In Brazil, for example, this is expressed through Regulatory Norms (RNs in Portuguese). A criticism of this form of action, which is based on the regulation of working conditions, is, for example, the definition of safe levels of exposure to toxic substances and the limits of tolerance. The problem is that these tolerance limits differ from country to country, that is, some populations may be exposed to higher levels than others, and precisely the most protected populations tend to be those of countries that are already more economically and politically consolidated.
In addition, occupational health continues to be developed mainly in companies, serving much more the interests of employers than the protection of workers' health. Thus, in this sense, occupational health continues to consider the worker as the object of its intervention and not as the subject of its action. In that same period, we created public policies of social protection in Brazil, that is, State policies that indicated the rights of access to health services, for example.
In the 1920s, the CAPS (retirement and pension funds) were created based on German social security policies. They covered only formal workers and taxpayers. Initially, they started with workers located in more strategic economic sectors, such as railways and banking, and this coverage expanded over the years due to pressure from workers in other sectors that were not covered.
It is in this scenario of lack of understanding of workers as subjects of their practices and restricted access to health services that workers' health emerges. In Brazil, in the last years of the military regime, there was an intense social mobilization. In this context, the guidelines of the trade union movements and the workers came together with the guidelines of the Brazilian health reform movement, which configured what is known as “workers' health.
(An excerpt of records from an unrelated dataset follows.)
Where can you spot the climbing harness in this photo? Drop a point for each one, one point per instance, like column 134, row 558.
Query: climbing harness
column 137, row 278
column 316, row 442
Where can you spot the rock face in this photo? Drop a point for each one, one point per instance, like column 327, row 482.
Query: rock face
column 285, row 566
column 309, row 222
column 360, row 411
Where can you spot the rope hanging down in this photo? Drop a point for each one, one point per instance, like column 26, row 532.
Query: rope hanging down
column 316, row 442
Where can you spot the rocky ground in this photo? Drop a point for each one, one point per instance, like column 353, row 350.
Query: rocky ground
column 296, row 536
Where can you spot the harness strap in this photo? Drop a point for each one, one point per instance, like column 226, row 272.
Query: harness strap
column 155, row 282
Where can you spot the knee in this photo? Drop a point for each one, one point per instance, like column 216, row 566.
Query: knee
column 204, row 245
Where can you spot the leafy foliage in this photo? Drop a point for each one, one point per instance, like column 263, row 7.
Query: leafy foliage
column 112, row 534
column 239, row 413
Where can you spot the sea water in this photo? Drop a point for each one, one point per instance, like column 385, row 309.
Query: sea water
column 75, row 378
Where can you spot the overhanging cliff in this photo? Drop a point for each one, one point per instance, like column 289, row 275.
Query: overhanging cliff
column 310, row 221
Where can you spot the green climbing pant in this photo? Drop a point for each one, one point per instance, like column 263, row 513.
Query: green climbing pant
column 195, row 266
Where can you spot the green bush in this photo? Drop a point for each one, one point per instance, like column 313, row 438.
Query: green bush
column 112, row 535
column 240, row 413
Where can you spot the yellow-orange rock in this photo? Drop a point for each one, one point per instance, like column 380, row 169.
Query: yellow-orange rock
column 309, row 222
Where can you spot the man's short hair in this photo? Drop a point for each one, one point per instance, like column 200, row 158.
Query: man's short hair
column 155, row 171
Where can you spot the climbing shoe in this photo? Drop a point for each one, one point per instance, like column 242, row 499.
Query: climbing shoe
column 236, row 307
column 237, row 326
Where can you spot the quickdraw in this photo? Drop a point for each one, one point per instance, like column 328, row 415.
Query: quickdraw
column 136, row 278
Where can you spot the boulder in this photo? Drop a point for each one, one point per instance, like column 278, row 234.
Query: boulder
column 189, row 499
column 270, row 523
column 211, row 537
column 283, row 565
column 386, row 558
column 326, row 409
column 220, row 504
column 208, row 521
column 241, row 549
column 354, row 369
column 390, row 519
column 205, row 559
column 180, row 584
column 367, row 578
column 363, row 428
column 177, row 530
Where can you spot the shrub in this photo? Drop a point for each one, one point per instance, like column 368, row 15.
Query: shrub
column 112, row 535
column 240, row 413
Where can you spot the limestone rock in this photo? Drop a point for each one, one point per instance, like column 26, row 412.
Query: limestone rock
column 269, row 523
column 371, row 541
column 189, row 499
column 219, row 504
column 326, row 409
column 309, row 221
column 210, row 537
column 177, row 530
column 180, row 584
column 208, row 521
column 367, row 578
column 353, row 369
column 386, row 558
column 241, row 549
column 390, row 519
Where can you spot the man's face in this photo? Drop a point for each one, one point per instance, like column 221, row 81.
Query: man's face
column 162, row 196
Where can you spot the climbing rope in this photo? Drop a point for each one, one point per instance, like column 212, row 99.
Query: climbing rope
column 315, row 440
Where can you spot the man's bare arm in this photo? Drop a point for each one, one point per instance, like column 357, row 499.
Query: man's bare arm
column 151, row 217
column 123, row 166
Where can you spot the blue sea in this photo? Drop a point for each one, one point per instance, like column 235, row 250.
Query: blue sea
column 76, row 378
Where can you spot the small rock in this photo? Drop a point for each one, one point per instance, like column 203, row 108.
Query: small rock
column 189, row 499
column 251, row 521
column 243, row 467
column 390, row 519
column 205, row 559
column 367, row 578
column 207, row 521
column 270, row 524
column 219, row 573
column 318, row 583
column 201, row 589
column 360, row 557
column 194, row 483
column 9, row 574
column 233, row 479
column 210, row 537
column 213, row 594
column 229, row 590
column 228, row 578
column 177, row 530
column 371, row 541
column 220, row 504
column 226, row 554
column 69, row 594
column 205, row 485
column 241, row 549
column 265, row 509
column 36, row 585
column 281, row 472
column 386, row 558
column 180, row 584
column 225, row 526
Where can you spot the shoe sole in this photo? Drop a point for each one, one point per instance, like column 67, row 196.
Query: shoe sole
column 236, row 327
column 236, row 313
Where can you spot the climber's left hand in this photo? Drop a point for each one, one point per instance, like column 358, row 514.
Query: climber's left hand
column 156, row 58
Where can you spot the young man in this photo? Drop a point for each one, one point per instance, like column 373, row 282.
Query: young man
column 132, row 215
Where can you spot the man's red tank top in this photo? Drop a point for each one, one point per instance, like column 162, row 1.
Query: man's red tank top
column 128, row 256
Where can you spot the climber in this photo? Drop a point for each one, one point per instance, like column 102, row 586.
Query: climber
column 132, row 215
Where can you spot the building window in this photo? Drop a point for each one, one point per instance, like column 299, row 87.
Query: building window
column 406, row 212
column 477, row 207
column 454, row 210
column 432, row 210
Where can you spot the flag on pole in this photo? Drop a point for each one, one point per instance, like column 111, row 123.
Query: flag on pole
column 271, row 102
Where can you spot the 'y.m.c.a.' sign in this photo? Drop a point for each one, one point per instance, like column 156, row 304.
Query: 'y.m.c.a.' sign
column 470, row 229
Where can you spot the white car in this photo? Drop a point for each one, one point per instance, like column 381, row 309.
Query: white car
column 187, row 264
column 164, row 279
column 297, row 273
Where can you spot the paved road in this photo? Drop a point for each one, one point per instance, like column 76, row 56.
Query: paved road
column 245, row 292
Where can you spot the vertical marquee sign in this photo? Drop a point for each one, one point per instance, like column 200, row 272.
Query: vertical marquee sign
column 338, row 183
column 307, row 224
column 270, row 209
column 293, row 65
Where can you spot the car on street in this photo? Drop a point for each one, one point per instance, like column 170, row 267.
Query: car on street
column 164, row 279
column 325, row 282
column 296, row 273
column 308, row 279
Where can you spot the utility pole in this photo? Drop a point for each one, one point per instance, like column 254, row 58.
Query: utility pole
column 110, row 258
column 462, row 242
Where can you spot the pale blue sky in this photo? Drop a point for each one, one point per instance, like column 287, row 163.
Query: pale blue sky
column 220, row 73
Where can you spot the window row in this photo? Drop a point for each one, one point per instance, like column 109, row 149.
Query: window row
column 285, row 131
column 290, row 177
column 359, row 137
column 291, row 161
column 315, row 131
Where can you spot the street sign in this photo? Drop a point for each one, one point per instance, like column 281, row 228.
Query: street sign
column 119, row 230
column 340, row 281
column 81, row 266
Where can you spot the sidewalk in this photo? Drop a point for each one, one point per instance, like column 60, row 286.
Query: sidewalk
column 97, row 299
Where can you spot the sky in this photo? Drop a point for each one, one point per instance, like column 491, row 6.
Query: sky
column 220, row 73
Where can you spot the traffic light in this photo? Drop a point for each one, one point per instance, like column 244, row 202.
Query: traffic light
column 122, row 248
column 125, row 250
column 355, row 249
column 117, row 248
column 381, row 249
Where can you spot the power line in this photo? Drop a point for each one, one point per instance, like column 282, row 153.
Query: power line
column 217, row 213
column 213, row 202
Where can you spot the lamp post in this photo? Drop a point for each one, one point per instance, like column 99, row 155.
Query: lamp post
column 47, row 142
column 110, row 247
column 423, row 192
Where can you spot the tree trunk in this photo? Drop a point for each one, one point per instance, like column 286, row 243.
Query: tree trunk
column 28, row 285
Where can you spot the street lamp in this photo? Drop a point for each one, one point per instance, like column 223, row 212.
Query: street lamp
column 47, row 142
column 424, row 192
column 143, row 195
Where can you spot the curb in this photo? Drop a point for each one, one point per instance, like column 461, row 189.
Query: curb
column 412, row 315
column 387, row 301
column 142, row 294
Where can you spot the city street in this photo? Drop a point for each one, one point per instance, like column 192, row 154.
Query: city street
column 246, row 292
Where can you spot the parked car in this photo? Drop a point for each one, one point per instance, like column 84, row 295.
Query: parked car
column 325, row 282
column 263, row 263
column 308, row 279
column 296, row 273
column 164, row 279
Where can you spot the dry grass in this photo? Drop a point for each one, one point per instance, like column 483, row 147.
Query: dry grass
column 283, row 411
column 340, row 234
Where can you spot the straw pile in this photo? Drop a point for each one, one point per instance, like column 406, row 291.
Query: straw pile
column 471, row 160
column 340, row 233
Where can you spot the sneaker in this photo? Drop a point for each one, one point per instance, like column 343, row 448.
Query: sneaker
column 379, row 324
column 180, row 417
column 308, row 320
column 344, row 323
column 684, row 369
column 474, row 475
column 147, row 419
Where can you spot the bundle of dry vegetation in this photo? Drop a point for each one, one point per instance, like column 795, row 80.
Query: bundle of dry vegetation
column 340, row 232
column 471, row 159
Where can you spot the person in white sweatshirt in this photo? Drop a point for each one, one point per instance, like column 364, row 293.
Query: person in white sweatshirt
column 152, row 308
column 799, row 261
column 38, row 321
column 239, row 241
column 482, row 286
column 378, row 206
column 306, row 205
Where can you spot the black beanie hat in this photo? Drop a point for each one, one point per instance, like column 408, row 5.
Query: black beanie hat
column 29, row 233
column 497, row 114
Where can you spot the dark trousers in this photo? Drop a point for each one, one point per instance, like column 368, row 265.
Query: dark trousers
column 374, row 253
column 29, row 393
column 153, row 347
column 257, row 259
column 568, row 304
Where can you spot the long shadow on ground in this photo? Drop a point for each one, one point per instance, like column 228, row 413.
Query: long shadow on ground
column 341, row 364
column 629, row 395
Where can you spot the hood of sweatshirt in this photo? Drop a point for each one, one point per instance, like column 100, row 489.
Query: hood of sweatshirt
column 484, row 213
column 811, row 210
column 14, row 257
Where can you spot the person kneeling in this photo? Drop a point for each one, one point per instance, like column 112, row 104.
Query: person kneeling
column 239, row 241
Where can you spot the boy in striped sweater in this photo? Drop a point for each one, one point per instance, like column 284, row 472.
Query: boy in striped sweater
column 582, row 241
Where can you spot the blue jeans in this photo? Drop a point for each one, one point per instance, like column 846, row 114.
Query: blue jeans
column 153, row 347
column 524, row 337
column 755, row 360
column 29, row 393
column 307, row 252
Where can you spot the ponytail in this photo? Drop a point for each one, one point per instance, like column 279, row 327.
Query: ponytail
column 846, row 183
” In practice, in the early 1980s, we had the experiences of workers' health programs (PSTs in Portuguese) in the states of the Southeast, South, and Northeast. And then, together with what was already being produced by occupational medicine and occupational health, the workers' health teams were adding workers' participation in this process. As public health services, the PSTs also sought integration with other health services and sectors, such as labor and social security.
As a social and political movement, we were influenced by the Italian labor movement, which mainly sought the active participation of workers in health, safety at work, and social security policies, as it was in England, with the universalization of access to health services regardless of social security contribution. We also had the contribution of Latin American social medicine, which highlighted the importance of work in the social determinants of health. It is through the new Federal Constitution of 1988 that workers' health becomes a field of action of public health by the SUS, the Unified Health System.
This institutionalization can be considered a great advance, since health practices in their social and historical context, are guided by current health policies. We will discuss the developments of this process in the next class.